In order to access the discriminatory ability of identified genes in the TFs and PPI network, eight genes including NELL2, CCR7, MGAM, HBB, CSNK2A2, ZBTB16, FOXO1 and PDGFA were applied to ROC curve analyses among AAA tissues and adjacent non-tumor tissues in GEO database. Our result showed that the AUC of all these genes was more than 0.8, especially HBB (AUC: 0.906), CSNK2A2 (AUC: 0.945), ZBTB16 (AUC: 0.950), FOXO1 (AUC: 0.940) and PDGFA (AUC: 0.930). This suggested that NELL2, CCR7, MGAM, HBB, CSNK2A2, ZBTB16, FOXO1 and PDGFA may have value in diagnosis of the development of AAA.

Conclusions

In summary, we found a series of DEGs in AAA. Among which, eight genes including NELL2, CCR7, MGAM, HBB, CSNK2A2, ZBTB16, FOXO1 and PDGFA could be used for the diagnosis biomarkers of AAA. Especially, CSNK2A2, ZBTB16 and FOXO1 could be considered as drug targets in the therapy of AAA. In addition, vascular smooth muscle contraction was an important signal pathway identified in this study, which played crucial roles in the aortic angiogenesis of AAA. There are limitations to our study.
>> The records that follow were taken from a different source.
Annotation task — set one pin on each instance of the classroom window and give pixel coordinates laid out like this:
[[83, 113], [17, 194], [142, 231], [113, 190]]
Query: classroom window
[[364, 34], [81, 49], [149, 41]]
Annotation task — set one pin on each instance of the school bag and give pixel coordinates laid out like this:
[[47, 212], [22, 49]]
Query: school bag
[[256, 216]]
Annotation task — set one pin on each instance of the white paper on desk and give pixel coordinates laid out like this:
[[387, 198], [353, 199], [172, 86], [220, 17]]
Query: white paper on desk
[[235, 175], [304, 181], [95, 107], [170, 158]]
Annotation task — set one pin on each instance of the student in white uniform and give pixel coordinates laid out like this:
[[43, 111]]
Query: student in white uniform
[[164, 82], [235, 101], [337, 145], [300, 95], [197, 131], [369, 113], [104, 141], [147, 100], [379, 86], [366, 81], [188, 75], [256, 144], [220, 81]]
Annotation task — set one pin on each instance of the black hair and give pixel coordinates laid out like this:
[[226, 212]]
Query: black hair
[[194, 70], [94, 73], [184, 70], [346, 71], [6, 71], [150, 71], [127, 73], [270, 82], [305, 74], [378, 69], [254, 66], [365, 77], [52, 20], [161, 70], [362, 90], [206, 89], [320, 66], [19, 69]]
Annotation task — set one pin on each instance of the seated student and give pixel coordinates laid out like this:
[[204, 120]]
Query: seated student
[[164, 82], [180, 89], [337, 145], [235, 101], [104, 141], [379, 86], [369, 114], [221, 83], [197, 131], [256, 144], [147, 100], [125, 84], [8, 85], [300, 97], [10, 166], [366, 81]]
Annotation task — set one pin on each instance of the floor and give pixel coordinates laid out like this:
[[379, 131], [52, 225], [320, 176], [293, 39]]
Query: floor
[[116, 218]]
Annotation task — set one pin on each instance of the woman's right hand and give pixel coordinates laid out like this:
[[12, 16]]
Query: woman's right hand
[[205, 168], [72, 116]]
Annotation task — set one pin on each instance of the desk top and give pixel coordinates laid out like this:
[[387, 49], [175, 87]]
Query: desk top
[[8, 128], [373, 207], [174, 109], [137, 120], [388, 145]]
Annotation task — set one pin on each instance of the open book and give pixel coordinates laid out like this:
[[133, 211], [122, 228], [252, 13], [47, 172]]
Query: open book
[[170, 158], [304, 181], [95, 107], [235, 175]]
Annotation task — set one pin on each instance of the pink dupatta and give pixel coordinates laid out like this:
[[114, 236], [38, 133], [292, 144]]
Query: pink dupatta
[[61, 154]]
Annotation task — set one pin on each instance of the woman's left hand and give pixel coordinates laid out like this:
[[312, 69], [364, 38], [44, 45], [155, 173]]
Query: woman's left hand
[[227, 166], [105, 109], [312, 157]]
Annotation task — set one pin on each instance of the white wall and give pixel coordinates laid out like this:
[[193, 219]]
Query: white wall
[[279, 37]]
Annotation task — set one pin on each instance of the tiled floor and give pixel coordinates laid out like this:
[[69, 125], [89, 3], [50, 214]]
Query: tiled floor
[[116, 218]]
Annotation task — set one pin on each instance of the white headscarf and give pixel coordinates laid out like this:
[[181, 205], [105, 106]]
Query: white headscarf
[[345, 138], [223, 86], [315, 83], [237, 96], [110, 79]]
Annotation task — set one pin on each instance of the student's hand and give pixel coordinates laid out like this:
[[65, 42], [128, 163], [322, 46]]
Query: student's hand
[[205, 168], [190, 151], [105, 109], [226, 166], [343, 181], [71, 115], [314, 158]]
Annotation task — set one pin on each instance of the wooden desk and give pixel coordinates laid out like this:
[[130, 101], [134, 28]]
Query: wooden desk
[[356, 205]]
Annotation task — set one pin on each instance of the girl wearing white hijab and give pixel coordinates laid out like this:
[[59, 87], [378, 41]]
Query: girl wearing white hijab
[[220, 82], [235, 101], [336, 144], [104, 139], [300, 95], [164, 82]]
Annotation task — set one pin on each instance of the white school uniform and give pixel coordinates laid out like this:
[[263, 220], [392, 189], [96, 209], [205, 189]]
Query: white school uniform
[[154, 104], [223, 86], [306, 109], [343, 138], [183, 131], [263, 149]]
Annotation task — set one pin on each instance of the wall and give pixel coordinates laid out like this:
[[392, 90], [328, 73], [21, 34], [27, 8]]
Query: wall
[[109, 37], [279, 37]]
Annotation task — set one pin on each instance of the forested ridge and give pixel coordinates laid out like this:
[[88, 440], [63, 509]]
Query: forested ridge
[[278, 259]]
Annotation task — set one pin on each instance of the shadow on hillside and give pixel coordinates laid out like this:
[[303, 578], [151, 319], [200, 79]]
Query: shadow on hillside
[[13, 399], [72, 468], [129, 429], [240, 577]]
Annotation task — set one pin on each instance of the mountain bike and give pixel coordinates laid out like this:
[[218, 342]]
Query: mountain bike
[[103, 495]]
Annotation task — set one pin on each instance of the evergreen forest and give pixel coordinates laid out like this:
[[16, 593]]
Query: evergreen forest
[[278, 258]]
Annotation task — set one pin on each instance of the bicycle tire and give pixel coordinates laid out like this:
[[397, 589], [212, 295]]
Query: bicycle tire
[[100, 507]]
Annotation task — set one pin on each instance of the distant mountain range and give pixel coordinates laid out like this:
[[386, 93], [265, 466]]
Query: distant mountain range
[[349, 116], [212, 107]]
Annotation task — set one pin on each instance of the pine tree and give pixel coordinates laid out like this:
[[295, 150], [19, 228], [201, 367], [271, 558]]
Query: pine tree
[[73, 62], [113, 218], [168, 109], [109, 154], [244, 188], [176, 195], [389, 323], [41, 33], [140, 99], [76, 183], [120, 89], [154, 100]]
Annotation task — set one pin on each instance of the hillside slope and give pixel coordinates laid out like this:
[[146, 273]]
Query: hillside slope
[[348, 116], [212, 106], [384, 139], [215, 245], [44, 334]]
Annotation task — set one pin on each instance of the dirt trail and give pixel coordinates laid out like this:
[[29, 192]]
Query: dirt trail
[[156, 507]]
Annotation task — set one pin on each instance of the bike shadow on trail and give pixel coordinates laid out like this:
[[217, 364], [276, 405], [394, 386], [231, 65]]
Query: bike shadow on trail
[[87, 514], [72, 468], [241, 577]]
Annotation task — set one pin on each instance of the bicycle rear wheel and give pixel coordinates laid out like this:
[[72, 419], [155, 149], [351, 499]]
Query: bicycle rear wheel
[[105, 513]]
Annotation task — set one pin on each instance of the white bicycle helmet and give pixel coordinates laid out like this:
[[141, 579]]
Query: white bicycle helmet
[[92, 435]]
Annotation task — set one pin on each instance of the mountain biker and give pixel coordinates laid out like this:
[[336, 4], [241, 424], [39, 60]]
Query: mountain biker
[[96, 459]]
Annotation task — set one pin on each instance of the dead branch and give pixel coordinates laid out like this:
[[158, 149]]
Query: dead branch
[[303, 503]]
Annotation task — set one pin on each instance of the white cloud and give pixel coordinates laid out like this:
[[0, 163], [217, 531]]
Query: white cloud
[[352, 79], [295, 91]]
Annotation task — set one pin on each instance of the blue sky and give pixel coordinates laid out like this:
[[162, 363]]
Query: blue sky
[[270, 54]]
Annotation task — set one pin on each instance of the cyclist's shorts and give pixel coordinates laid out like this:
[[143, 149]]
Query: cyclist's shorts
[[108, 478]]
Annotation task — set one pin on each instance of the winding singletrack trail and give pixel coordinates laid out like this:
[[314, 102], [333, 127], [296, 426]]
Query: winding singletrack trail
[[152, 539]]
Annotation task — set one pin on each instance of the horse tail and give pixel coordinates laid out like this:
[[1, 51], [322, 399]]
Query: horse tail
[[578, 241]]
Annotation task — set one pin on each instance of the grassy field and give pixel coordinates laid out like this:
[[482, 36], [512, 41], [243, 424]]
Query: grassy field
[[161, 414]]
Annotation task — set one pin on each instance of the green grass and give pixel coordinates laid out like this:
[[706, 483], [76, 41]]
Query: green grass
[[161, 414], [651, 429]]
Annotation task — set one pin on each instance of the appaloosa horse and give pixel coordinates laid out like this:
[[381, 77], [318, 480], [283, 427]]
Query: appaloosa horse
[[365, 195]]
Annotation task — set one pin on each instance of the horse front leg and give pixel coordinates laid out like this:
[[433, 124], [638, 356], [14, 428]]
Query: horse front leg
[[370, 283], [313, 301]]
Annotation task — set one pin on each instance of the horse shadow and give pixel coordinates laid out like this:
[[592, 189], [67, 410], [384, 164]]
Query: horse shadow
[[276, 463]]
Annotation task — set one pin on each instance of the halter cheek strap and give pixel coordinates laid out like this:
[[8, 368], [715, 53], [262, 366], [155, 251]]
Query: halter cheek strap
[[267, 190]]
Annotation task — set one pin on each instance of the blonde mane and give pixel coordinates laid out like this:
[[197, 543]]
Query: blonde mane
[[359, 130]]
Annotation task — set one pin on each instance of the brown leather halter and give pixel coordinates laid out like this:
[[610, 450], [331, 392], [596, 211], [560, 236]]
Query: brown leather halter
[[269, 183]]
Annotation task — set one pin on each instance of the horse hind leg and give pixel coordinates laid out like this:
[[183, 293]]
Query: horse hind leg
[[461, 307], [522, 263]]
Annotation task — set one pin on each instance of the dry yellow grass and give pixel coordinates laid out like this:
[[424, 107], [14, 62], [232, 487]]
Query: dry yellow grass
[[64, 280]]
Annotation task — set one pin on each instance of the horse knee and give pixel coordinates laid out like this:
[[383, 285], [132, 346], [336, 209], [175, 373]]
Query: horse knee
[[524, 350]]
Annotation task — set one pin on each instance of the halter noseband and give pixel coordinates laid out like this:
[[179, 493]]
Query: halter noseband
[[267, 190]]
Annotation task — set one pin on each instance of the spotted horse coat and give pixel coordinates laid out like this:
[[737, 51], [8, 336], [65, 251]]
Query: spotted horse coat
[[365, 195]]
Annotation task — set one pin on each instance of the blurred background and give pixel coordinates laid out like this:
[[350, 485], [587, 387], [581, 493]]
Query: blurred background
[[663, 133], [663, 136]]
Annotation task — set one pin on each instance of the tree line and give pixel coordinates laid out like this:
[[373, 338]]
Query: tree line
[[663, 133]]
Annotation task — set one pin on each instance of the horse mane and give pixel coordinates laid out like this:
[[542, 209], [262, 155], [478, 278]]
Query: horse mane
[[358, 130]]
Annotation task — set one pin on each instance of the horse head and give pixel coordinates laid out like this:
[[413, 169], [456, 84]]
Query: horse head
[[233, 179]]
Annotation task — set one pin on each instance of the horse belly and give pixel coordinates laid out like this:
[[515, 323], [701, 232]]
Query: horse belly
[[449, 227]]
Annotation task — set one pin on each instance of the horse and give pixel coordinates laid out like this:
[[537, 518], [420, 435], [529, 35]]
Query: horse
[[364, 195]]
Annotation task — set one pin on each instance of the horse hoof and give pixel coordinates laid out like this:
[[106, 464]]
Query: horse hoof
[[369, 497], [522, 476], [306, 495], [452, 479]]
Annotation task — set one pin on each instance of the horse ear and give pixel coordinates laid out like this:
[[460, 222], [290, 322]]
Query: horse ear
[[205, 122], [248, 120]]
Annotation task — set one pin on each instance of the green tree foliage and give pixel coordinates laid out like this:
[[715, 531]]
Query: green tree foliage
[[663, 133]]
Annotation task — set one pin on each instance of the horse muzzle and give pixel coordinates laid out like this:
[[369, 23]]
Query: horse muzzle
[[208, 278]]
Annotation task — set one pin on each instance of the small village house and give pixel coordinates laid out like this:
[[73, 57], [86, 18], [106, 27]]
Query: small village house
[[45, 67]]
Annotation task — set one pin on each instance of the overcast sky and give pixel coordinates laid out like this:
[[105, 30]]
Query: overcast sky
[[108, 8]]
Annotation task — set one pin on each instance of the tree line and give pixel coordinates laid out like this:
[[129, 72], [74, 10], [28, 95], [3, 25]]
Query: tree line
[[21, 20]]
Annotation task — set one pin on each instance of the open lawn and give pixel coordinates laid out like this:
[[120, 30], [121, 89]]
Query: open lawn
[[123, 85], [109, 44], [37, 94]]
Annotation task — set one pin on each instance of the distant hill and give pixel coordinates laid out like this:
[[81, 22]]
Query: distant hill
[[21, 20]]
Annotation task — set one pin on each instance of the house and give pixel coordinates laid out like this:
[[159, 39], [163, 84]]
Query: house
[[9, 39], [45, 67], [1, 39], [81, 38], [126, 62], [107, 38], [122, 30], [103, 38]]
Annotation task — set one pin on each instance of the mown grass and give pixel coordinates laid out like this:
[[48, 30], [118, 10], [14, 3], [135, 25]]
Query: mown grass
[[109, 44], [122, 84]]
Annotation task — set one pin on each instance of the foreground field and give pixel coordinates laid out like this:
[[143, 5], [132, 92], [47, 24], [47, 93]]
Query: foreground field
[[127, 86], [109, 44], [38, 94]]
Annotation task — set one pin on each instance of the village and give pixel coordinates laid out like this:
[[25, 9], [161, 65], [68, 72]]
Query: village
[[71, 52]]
Firstly, the sample size in the IHC experiment is small and large numbers of tissue samples are needed to further validate the identified DEGs. Secondly, biological function of identified DEGs is not investigated, some in vivo or in vitro experiments are needed to further study the molecular mechanism of AAA. Thirdly, the sample size of normal individuals in the selected dataset is less than that of the patient group. In further studies, it is better to sample equal numbers of individuals in both groups in order to reduce the false positive/negative rate for up−/down-regulated DEGs detection.